To achieve high efficiency solar cells, it is crucial to utilize a wide range of sunlight without losses. The photoactive layer can absorb incident photons of higher energy than its bandgap. Lower energy photons pass through the absorber, leading to an absorption loss. In addition, there is a thermalization loss, where hot carriers generated by photons with much higher energy than the bandgap are relaxed to the band edge as heat . The TSC, which employs two or more absorber layers with different bandgap, is an effective way to mitigate these losses. The incident light enters toward a wide-bandgap absorber, i.e., the top subcell, and high energy photons are absorbed first. Unabsorbed low energy photons are captured by a narrow bandgap absorber layer in the bottom subcell. As a result, reduced absorption and thermalization losses by multi-absorption layers lead to a higher photon-to-power conversion efficiency compared to the single junction solar cell.

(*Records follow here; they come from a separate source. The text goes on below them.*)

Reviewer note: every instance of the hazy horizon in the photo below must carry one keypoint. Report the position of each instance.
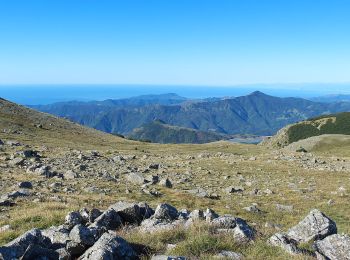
(49, 93)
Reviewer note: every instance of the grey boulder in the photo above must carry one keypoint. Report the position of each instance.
(335, 247)
(314, 226)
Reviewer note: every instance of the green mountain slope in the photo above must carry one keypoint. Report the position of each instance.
(330, 124)
(160, 132)
(257, 114)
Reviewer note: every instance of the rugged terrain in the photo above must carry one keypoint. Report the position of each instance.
(328, 124)
(257, 113)
(51, 167)
(160, 132)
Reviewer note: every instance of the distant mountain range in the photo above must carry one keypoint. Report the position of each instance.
(329, 124)
(257, 113)
(332, 98)
(160, 132)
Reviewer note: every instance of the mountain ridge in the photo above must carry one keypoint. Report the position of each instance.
(256, 113)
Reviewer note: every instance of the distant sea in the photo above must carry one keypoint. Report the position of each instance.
(46, 94)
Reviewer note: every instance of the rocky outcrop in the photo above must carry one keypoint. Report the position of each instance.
(91, 234)
(316, 227)
(334, 247)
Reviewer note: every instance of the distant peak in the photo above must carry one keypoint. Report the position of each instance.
(257, 93)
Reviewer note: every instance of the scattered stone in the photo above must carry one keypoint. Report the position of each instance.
(196, 215)
(59, 236)
(16, 161)
(5, 228)
(166, 183)
(135, 178)
(109, 220)
(166, 212)
(286, 208)
(73, 218)
(129, 212)
(69, 175)
(252, 208)
(234, 189)
(334, 247)
(286, 243)
(166, 257)
(314, 226)
(17, 248)
(110, 246)
(229, 255)
(210, 214)
(25, 185)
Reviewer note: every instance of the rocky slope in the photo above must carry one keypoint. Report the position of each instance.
(91, 234)
(330, 124)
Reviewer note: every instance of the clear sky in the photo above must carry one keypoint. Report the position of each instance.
(210, 42)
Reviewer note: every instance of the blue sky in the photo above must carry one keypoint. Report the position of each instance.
(191, 42)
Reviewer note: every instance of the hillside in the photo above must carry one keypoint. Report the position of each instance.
(82, 193)
(257, 114)
(330, 124)
(332, 98)
(160, 132)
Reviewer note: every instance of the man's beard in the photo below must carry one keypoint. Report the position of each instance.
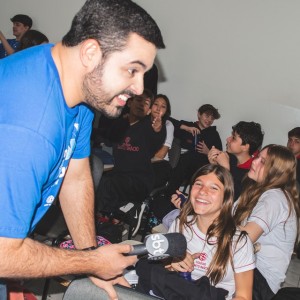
(95, 95)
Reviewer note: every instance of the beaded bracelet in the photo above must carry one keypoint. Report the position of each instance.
(89, 248)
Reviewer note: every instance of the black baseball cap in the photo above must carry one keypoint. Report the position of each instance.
(24, 19)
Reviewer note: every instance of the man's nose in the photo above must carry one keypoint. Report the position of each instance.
(138, 85)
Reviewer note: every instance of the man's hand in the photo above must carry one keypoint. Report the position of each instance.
(202, 148)
(176, 200)
(213, 154)
(107, 285)
(193, 130)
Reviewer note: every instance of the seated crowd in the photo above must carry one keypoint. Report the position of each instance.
(238, 198)
(241, 215)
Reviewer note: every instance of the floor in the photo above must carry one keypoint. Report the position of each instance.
(56, 290)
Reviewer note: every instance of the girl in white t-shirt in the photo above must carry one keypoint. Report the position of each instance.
(215, 248)
(268, 209)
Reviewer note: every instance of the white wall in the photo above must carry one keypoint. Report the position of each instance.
(241, 56)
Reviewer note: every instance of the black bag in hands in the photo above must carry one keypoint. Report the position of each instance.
(169, 285)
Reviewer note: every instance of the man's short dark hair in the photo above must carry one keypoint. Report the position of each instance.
(295, 132)
(24, 19)
(210, 110)
(250, 133)
(110, 22)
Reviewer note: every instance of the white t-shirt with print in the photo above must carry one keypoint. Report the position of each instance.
(243, 258)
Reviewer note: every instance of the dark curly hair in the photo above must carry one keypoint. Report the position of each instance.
(110, 22)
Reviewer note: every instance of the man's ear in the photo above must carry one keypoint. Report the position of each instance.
(90, 54)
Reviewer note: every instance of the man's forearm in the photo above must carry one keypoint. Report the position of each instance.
(31, 259)
(77, 203)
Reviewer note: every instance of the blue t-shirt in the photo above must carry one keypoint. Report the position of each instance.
(13, 43)
(39, 134)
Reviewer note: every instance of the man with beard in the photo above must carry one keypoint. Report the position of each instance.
(45, 123)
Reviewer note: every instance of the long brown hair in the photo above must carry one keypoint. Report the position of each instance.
(223, 227)
(279, 173)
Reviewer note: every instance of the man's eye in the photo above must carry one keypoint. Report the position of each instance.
(132, 71)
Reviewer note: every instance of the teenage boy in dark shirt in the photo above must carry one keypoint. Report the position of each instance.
(135, 140)
(294, 145)
(241, 148)
(196, 139)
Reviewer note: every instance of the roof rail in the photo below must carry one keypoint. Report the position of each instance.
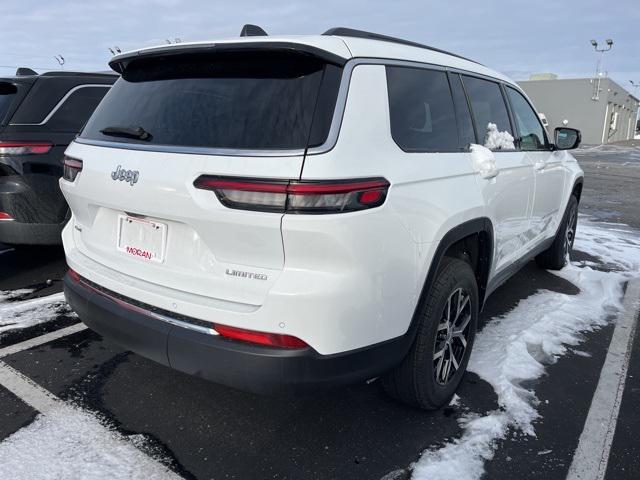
(252, 31)
(25, 71)
(351, 32)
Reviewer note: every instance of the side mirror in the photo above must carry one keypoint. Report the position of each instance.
(566, 138)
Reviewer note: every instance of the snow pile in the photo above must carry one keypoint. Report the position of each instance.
(513, 349)
(70, 443)
(495, 140)
(23, 314)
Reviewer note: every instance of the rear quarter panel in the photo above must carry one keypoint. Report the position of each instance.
(380, 256)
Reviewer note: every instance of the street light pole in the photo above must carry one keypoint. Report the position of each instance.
(596, 91)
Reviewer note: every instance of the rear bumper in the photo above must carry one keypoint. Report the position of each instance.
(236, 364)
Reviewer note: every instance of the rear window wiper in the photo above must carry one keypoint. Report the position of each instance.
(130, 132)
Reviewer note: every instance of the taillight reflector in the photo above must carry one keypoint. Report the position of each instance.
(72, 167)
(260, 338)
(24, 148)
(293, 196)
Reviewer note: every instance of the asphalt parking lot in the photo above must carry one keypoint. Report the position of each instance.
(197, 429)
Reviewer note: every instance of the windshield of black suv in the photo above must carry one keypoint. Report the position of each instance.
(256, 100)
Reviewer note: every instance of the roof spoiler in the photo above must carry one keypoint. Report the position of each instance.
(120, 63)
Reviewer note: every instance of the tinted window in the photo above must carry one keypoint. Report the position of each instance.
(487, 105)
(529, 128)
(463, 116)
(259, 100)
(421, 110)
(7, 94)
(76, 109)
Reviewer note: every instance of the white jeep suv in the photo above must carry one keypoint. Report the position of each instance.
(288, 213)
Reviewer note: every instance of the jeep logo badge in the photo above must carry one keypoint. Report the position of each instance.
(129, 176)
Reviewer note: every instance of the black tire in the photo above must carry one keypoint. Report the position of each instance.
(414, 381)
(555, 257)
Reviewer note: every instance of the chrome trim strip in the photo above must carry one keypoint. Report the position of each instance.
(62, 100)
(334, 129)
(230, 152)
(149, 313)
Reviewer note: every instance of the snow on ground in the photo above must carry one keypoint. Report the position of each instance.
(8, 295)
(70, 443)
(633, 153)
(15, 314)
(513, 349)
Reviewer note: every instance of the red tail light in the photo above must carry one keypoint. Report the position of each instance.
(24, 148)
(293, 196)
(261, 338)
(72, 167)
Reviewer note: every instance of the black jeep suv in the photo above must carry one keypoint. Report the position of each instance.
(39, 116)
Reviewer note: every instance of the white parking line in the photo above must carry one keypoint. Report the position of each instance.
(47, 337)
(86, 443)
(27, 390)
(592, 455)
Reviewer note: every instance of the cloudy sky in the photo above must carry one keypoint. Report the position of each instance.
(514, 36)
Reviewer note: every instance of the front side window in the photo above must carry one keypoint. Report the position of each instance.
(489, 112)
(465, 124)
(421, 110)
(530, 129)
(7, 94)
(257, 100)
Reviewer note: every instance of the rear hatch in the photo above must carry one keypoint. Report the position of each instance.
(171, 119)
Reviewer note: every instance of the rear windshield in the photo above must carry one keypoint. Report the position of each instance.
(258, 101)
(7, 94)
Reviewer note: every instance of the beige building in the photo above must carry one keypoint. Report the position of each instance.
(600, 108)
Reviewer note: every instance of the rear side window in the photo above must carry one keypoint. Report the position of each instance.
(255, 101)
(421, 110)
(530, 129)
(487, 105)
(7, 94)
(76, 109)
(463, 115)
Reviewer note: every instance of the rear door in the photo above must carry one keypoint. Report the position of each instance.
(508, 195)
(240, 115)
(548, 169)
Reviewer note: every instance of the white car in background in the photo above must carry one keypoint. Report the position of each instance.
(289, 213)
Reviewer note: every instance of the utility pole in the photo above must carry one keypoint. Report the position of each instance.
(596, 84)
(635, 86)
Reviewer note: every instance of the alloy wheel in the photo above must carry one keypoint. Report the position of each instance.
(452, 336)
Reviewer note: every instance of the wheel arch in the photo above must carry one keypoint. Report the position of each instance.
(577, 187)
(453, 243)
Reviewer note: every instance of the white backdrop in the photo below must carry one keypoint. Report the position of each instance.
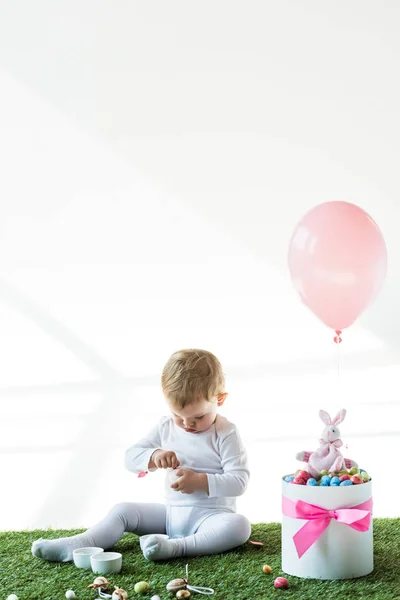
(155, 158)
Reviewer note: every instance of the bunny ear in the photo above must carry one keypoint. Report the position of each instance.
(324, 416)
(339, 417)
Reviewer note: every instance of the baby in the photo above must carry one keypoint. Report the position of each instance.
(206, 466)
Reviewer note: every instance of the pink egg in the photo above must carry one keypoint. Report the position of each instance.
(305, 475)
(299, 480)
(356, 480)
(281, 583)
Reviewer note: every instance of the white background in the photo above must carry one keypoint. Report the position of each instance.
(155, 158)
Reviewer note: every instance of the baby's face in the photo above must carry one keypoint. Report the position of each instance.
(195, 417)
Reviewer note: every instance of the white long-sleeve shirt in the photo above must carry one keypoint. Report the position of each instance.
(218, 452)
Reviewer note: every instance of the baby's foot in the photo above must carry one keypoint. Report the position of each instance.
(59, 550)
(160, 547)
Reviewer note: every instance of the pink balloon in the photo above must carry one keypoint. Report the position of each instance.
(337, 261)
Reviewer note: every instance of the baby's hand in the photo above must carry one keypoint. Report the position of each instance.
(189, 481)
(164, 459)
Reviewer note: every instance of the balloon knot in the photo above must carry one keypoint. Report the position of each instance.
(337, 339)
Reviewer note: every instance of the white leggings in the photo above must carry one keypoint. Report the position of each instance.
(217, 531)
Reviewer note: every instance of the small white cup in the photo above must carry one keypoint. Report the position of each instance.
(82, 556)
(106, 562)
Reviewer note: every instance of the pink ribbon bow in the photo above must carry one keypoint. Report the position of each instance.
(318, 519)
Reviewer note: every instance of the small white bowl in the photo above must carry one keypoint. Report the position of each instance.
(106, 562)
(82, 556)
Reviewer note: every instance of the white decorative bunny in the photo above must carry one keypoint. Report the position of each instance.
(327, 456)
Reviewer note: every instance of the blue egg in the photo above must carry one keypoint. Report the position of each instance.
(335, 481)
(325, 480)
(312, 481)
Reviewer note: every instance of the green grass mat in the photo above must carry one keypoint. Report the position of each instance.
(235, 575)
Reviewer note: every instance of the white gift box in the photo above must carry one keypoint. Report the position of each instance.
(321, 537)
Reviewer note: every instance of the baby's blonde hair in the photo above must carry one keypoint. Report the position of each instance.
(191, 375)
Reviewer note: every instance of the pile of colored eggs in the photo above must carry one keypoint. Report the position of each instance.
(353, 476)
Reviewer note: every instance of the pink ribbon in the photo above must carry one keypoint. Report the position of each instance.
(318, 519)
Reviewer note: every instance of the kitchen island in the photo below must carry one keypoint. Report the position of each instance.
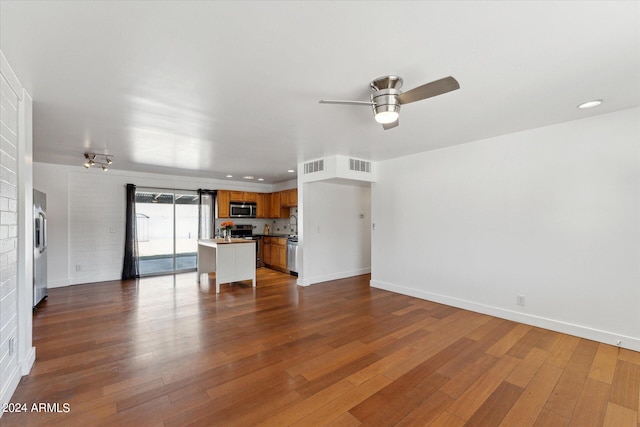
(232, 261)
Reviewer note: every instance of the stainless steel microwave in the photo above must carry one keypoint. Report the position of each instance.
(242, 210)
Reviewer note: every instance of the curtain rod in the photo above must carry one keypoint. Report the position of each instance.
(173, 189)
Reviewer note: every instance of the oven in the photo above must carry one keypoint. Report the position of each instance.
(245, 231)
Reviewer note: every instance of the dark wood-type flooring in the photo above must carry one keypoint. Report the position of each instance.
(167, 351)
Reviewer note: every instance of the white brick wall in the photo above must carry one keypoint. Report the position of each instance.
(8, 235)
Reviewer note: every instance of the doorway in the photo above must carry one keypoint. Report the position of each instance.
(167, 230)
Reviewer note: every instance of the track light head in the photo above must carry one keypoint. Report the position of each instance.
(95, 159)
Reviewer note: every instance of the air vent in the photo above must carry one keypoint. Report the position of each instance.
(360, 165)
(314, 166)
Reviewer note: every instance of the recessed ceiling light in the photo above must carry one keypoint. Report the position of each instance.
(590, 104)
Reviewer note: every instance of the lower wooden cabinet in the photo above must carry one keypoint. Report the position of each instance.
(275, 253)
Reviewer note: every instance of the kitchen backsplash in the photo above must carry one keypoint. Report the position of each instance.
(276, 226)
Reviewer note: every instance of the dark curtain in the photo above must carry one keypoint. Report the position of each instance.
(207, 203)
(131, 264)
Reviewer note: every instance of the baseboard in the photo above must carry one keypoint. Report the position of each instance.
(57, 283)
(27, 364)
(7, 391)
(606, 337)
(306, 281)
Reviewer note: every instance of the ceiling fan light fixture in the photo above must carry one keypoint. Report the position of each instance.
(386, 114)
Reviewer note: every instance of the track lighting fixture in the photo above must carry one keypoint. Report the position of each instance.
(103, 160)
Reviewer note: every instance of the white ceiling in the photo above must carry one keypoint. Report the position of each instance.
(214, 88)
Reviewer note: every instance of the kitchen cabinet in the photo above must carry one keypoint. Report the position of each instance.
(223, 198)
(275, 253)
(250, 197)
(268, 205)
(276, 210)
(290, 198)
(262, 205)
(242, 196)
(236, 196)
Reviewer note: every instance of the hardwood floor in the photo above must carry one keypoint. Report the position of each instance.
(166, 351)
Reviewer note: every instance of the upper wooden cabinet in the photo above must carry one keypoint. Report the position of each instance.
(274, 205)
(262, 205)
(250, 197)
(242, 196)
(223, 198)
(290, 198)
(268, 205)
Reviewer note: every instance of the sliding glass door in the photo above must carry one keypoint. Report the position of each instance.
(167, 230)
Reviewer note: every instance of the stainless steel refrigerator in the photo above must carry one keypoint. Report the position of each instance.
(39, 246)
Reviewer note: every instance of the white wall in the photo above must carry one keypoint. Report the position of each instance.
(551, 214)
(16, 249)
(336, 242)
(86, 213)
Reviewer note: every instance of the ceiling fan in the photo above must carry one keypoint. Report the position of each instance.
(387, 97)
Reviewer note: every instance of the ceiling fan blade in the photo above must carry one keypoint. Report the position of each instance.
(331, 101)
(428, 90)
(387, 126)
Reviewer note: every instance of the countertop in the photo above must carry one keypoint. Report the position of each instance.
(214, 242)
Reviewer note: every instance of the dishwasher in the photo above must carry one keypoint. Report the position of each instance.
(292, 255)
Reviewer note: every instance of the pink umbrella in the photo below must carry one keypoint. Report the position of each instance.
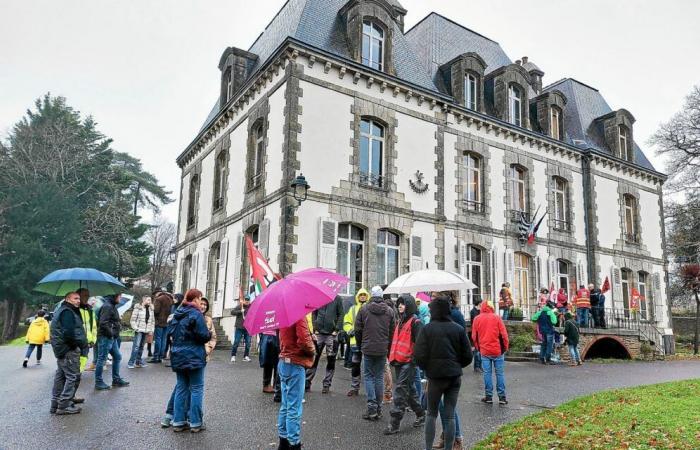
(286, 301)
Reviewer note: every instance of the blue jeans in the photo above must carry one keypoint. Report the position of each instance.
(189, 397)
(498, 363)
(241, 333)
(374, 381)
(582, 317)
(137, 349)
(107, 346)
(573, 352)
(159, 340)
(546, 347)
(292, 378)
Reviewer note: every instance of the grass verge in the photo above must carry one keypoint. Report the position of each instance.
(660, 416)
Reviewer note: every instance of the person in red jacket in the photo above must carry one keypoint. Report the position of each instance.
(297, 353)
(491, 341)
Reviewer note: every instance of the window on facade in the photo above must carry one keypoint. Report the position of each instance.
(518, 188)
(555, 123)
(514, 106)
(644, 292)
(219, 181)
(630, 207)
(521, 291)
(371, 152)
(351, 239)
(561, 207)
(192, 205)
(472, 195)
(625, 143)
(213, 272)
(258, 153)
(387, 256)
(626, 294)
(470, 91)
(372, 45)
(474, 272)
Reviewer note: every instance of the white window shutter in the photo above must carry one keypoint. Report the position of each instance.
(264, 238)
(327, 243)
(510, 266)
(240, 248)
(416, 253)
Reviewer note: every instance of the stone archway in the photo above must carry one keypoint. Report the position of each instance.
(606, 346)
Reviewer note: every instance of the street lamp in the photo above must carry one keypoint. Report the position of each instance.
(300, 189)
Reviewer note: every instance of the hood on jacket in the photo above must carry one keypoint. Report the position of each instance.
(440, 309)
(411, 307)
(487, 307)
(362, 291)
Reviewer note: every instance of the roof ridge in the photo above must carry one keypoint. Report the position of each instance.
(433, 13)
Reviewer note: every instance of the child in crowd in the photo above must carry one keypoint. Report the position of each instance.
(37, 336)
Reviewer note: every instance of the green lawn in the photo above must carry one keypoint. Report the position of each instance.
(660, 416)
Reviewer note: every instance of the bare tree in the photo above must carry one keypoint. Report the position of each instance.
(162, 238)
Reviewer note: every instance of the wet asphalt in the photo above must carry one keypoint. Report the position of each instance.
(239, 416)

Multi-junction solar cells can utilize a wide range of incident light using a spectrum-splitting dichroic mirror or a tandem structure that stacks subcells vertically. Generally, there are two types of the tandem solar cell depending on the device structure: monolithic two-terminal (2-T) and mechanical four-terminal (4-T). As shown in Fig. 1b, the monolithic 2-T TSC consists of the two subcells directly connected by a recombination layer or a tunnel junction, which is fabricated on a single substrate. On the other hand, the mechanical 4-T TSC is composed of two subcells that are mechanically stacked after separate fabrication on each substrate. For the 2-T tandem cell, no additional electrodes or substrates, e.g., glasses, are needed because two subcells are electrically connected by a thin recombination layer (less than tens of nanometers scale) on a single substrate. Therefore, the 2-T TSC is more favorable than the 4-T TSC in terms of light harvesting. However, subcells are coupled by series connection, amounts of electrons and holes generated by top and bottom subcells have to be identical to operate efficiently. Thus, overall current of the tandem cell is limited by the lower current subcell. To maximize total current density of the tandem cell, those of subcells must be exactly matched using optical engineering. Figure 1c shows that the combination of the bandgap of subcells should be carefully considered because the efficiency is very sensitive to current matching.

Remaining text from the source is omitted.